Les gisements miniers en surface ou à faibles profondeurs sont de plus en plus rares dans les régions septentrionales du Québec. L’exploitation minière au Québec est conséquemment réalisée dans des conditions géomécaniques de plus en plus difficiles, augmentant ainsi les risques liés à la sécurité et à la rentabilité de ces activités.

Dans le contexte géomécanique des travaux d’ingénierie dans le roc, les fractures sont le facteur leplus important contrôlant, la déformabilité, la résistance et la perméabilité du massif rocheux. De plus, une structure particulièrement longue et persistante peut affecter la stabilité d’une excavation de surface ou souterraine. Pour cette raison, il est important de développer une compréhension approfondie des propriétés géométriques, mécaniques et hydrogéologiques des réseaux de fractures et de comprendre comment celles-ci affecteront la mécanique des roches et conséquemment l’ingénierie du roc.

Objectif

L’objectif général du projet de recherche est unique et permettra d’intégrer de manière holistique le régime structural dans un contexte arctique, le facteur le plus critique pour comprendre le comportement du massif rocheux, lors des analyses de la stabilité des ouvrages miniers en développant nos connaissances théoriques et pratiques dans le domaine tout en collaborant étroitement avec l’industrie minière et finalement en assurant la formation de personnel hautement qualifié nécessaire pour l’industrie.
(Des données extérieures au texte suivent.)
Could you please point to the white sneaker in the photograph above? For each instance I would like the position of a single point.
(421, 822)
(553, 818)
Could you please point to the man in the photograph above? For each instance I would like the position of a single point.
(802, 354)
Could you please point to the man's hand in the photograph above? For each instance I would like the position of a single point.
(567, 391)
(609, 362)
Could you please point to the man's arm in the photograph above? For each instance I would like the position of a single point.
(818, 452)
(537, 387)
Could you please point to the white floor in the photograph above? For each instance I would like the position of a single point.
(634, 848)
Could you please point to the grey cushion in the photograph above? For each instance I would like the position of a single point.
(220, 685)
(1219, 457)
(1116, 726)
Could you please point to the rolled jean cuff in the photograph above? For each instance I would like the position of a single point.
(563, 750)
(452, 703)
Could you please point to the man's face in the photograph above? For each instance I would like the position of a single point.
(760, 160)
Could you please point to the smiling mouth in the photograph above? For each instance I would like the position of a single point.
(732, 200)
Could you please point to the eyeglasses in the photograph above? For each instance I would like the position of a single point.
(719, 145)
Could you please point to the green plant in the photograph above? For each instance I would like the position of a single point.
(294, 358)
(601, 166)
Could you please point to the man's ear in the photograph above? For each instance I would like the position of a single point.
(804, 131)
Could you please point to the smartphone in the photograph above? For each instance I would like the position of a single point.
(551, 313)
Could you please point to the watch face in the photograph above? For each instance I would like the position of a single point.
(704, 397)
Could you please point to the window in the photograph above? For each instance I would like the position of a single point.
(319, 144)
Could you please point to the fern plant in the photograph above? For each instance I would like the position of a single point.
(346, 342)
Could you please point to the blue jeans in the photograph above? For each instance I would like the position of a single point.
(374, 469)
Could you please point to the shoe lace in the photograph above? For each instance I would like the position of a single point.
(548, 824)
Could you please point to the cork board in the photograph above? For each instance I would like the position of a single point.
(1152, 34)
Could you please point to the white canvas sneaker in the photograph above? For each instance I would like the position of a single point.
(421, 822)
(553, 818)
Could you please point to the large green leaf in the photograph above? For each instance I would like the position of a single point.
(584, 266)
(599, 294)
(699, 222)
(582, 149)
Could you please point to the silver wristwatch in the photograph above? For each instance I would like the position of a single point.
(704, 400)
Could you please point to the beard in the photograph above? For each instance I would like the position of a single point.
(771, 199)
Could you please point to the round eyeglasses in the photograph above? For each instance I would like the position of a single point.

Résultats attendus et retombées escomptées

Les fractures sont le facteur le plus important contrôlant le comportement des massifs rocheux. Les méthodes de caractérisation et de modélisation actuelles du régime structural ne sont pas suffisantes afin de considérer toute sa complexité lors des analyses de stabilité dans des conditions de minage difficiles. La conception des ouvrages miniers doit être améliorée afin de maximiser la sécurité des travailleurs et la rentabilité des opérations minières québécoises exploitant dans des conditions extrêmes.

Les résultats de ce projet de recherche permettront d’avoir des méthodes de terrain plus efficaces et fonctionnelles afin de caractériser la fracturation, d’avoir des outils-logiciels adaptés aux conditions minières souterraines, de mieux comprendre le comportement du massif rocheux dans le contexte de mines souterraines et particulièrement dans le contexte de mines en milieu arctique. Dans un cadre plus large, ce projet permettra d’accroitre la sécurité des travailleurs et la rentabilité économique des projets miniers. Les outils développés seront également facilement applicables pour caractériser le régime structural dans d’autres contextes miniers.

La mine Raglan présente un très bon cadre afin de développer ces outils et méthodes. Le régime structural est le principal facteur contrôlant la stabilité des excavations. De plus, la mine Raglan opère en zone pergélisolée. Dans ce contexte unique, les fractures sont remplies de glace impactant sur la stabilité des excavations. Les excavations futures sont largement prévues sous le niveau du pergélisol
(plus de 600m). Une zone de transition, puis une zone non pergélisolée seront rencontrées. Ces zones présentent des propriétés mécaniques variables affectant le comportement des discontinuités et donc la stabilité des excavations. Ce type de milieu est peu rencontré à l’échelle mondiale et offre une occasion unique de développer l’expertise québécoise de pointe.

2. Équipe de recherche

Équipe de recherche

NOM, PRÉNOM
INSTITUTION
NOM, PRÉNOM

Grenon, Martin

INSTITUTION

Université Laval

NOM, PRÉNOM

Karampinos, Efstratios

INSTITUTION

Université Laval

3. Appel de propositions

Le projet est d’une durée de 3 ans et le montant total octroyé est de 300 000 $.